What is advice on entry-level positions evaluation in spite of these challenges?

If you don't want candidates to use AI to formulate their response, you need to ask questions that must be answered live.

On a video call or in person, for example, show them a problem and ask them to verbalize how they would approach a result.

February 10, 2026 Score: 2 Rep: 76,827 Quality: Medium Completeness: 30%

Take home coding tests have always had the opportunity for cheating. Or they were so complex people who were getting interviews just skipped them. AI makes it even easier to cheat.

You need to look for other ways to evaluate entry level candidates. Coding tests filter the candidates, but there is no guarantee that they filtered them in a way to select the best candidates.

If this is an entry level position realize that few of the people who are hired at this entry point will be there in 5 years. If you do pick the best (and you will never know if that is true) they may stay forever or leave after 6 months. The same is true if you pick anybody else.

Set your goal to avoid picking people that have little chance of working out. If you are only selecting 10 people for final interviews, your interview process should be able to find 4 or 5 that would be good enough to be hired.

So how do you get to 10 people for the final interview. If there are less than 10 candidates. interview everybody that is a maybe: they have a decent resume, and passed the phone screen.

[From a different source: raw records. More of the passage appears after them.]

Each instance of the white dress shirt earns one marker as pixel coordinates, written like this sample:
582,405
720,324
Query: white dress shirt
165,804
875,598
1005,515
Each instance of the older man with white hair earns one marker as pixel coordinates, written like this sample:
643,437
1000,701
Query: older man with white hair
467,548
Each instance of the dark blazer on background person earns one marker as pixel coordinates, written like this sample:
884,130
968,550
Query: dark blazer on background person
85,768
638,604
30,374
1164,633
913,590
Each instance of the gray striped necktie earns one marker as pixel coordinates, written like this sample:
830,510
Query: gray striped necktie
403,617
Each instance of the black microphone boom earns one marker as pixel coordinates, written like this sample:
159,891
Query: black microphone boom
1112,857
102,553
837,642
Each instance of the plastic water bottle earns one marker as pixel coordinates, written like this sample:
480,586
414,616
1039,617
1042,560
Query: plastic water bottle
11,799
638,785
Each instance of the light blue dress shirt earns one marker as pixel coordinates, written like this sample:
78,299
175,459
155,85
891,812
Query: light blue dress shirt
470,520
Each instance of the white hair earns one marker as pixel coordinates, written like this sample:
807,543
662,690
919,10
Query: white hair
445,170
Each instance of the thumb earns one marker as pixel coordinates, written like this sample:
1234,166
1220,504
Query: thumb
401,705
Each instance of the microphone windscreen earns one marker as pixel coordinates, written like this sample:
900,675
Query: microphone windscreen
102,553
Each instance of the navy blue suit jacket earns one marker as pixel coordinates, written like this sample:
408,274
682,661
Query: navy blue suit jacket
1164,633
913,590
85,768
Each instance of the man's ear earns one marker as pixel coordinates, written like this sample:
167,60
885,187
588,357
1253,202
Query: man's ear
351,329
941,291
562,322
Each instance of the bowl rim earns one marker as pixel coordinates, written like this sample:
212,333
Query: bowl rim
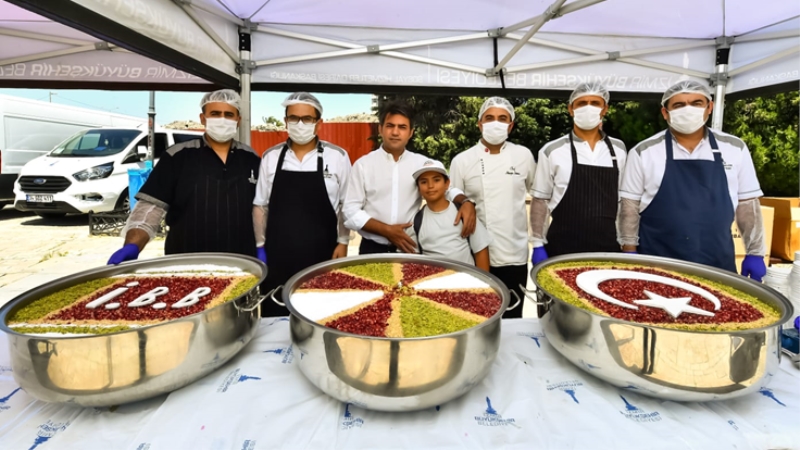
330,265
714,274
123,268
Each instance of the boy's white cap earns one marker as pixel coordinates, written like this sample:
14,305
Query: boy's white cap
430,165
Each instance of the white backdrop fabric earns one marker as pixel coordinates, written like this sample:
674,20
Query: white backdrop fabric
532,398
300,42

If there are a lot more than 10 take the first 10 that are at least maybes. Then turn off the stream of applications. Getting hundreds of applications, and then taking a month to move to the next stage doesn't help the candidates, and doesn't increase the quality of the hires.

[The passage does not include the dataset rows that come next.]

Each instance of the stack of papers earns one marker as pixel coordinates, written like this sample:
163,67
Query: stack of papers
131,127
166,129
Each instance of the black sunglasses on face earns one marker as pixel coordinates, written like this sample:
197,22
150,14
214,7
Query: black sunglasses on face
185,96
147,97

February 10, 2026 Score: 1 Rep: 5,449 Quality: Low Completeness: 20%

You now are in a position to reexamine what skills are needed in junior programmers. AI has altered things so that coding skills are not that important. Far more important are debugging skills, understanding requirements, being able to write valid documentation, and more.

Instead of offering a "take home" test, offer an online, timed test. Such a test can include ways to identify whether a person pasted something in. Such a test can also ask for skills other than raw coding such as identifying bugs in code, simple design flaws, and "what is missing" type questions which are far more difficult for AI to answer. You can be looking for comprehension of code blocks instead of writing them.

February 10, 2026 Score: 0 Rep: 6,483 Quality: Low Completeness: 20%

If the test no longer works, you need a new test. Like Joe Strazzere says, you can do live questions/exercises instead which would be the best solution without changing your criteria. However, consider changing your criteria. If an entry level dev can use AI to solve the simple interview test, then who cares if they can do it without AI? They'll have it available to them when they come to work for you, so perhaps you should try to evaluate how good they will be in that scenario.

Instead, ask a harder question with the knowledge that they will need to know enough to get the right answer even with AI assistance. Or start prioritizing candidates that have built projects they can show or have meaningful coding experiences to talk about. Ask them something subjective, like their favorite piece of knowledge they've learned about programming or something similar that could reveal a deeper understanding.